Some fear ICD-10 delay will lead to disaster; others aren't worried
After assessing the potential problems ICD-10 could bring -- from ill-prepared payers stalling out hospital revenue flow to EHR and billing systems crashing -- some CIOs are nervous about the health care system's ability to implement the new coding language.
Stout is "absolutely thrilled" for the extra time to prepare for ICD-10 codes, and she's not sold on the ROI of the new disease classification language. So far, her organization's ICD-10 preparation is in the information-gathering stage. From those efforts, Stout characterized the steering committee as "scared to death" of the havoc the "unfunded mandate" of ICD-10 will wreak on Virginia Women's Center's ability to provide quality care.
"Particularly with the limited resources of an ambulatory practice facility -- which is what we are -- we have to be careful we don't waste too many resources preparing for every incremental initiative that comes out," Stout said. That being said, "with the complexities and number of codes, [ICD-10] is entirely overwhelming."

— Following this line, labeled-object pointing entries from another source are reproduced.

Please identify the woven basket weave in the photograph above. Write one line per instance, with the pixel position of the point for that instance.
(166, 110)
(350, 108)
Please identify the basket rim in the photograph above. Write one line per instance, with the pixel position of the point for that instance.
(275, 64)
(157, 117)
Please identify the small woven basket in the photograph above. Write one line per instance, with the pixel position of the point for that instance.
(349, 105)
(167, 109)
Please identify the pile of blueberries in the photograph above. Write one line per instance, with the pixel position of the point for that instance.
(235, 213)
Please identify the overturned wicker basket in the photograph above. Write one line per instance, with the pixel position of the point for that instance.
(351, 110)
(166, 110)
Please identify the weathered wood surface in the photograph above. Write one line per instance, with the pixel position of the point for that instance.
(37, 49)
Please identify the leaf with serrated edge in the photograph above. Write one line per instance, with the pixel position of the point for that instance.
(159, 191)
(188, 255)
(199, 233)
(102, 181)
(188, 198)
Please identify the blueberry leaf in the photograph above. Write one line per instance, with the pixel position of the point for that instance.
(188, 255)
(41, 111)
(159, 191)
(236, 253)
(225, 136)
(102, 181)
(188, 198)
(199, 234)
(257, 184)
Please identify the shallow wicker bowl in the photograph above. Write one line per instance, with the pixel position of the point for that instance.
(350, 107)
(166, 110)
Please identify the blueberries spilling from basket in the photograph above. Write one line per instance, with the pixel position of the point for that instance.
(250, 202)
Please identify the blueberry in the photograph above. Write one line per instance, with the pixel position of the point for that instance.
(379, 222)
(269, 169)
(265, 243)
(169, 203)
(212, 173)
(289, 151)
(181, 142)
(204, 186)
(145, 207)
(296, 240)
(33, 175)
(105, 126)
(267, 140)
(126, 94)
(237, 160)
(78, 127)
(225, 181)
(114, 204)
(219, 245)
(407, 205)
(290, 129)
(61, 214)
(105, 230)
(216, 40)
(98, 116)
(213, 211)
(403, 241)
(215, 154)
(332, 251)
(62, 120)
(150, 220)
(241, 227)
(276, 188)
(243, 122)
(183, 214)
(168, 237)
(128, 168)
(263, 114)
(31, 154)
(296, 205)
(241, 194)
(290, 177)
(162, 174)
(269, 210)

While logic might seem to dictate that specialists might have an easier time adapting to ICD-10 because the use only a limited subset of the code set, Stout said it's going to be a thorny transition for staffers to get up to speed. For example, a diagnosis that has one code now -- ovarian cyst -- will be subdivided into about 20 different codes in ICD-10, which adds details about size and location of the cyst. Training staffers to provide enough detail so coders can derive the right ICD-10 code -- after ICD-9 had required only general details -- won't be a simple task for her team.
Others, however, don't fear the transition, for all its complexities. Alameda's Landa said he was asked "How are you going to teach physicians ICD-10?" After thinking about it, he responded, "How did they learn how to use ICD-9?" The answer: Without formal training.
"It's not something we were ever taught, we just started doing it," Landa said. "There's a lot of whining, a lot of quibbling, but the bottom line is: If you've got a reasonable search tool, [you]'ll figure out how to find something."